Abstract: Convolutional Neural Networks (CNNs) have seen significant performance improvements in recent years. However, due to their size and complexity, their decision-making process remains a black-box, leading to opacity and trust issues. State-of-the-art saliency methods can generate local explanations that highlight the area in the input image where a class is identified but do not explain how different features contribute to the prediction. On the other hand, concept-based methods, such as TCAV (Testing with Concept Activation Vectors), provide global explainability, but cannot compute the attribution of a concept in a specific prediction nor show the locations where the network detects these concepts.
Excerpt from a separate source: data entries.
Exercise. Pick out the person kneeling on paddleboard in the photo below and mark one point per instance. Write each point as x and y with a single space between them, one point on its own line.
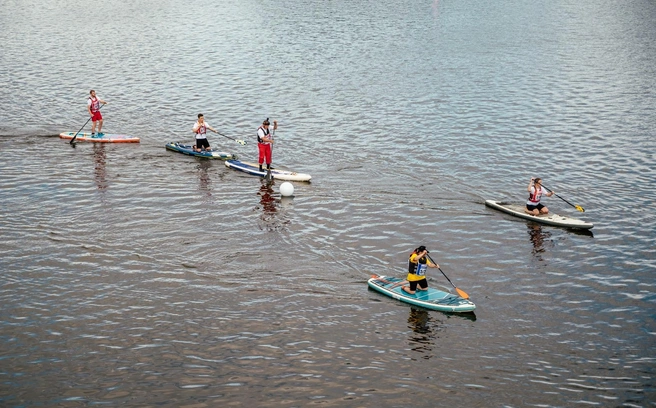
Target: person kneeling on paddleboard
264 142
533 205
417 265
200 129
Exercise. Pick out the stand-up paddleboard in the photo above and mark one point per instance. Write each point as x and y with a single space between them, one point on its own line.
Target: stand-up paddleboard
432 298
189 150
105 138
549 219
254 170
This paper introduces a novel explainability framework, Visual-TCAV, which aims to bridge the gap between these methods. Visual-TCAV uses Concept Activation Vectors (CAVs) to generate saliency maps that show where concepts are recognized by the network. Moreover, it can estimate the attribution of these concepts to the output of any class using a generalization of Integrated Gradients. Visual-TCAV can provide both local and global explanations for any CNN-based image classification model without requiring any modifications. This framework is evaluated on widely used CNNs and its validity is further confirmed through experiments where a ground truth for explanations is known.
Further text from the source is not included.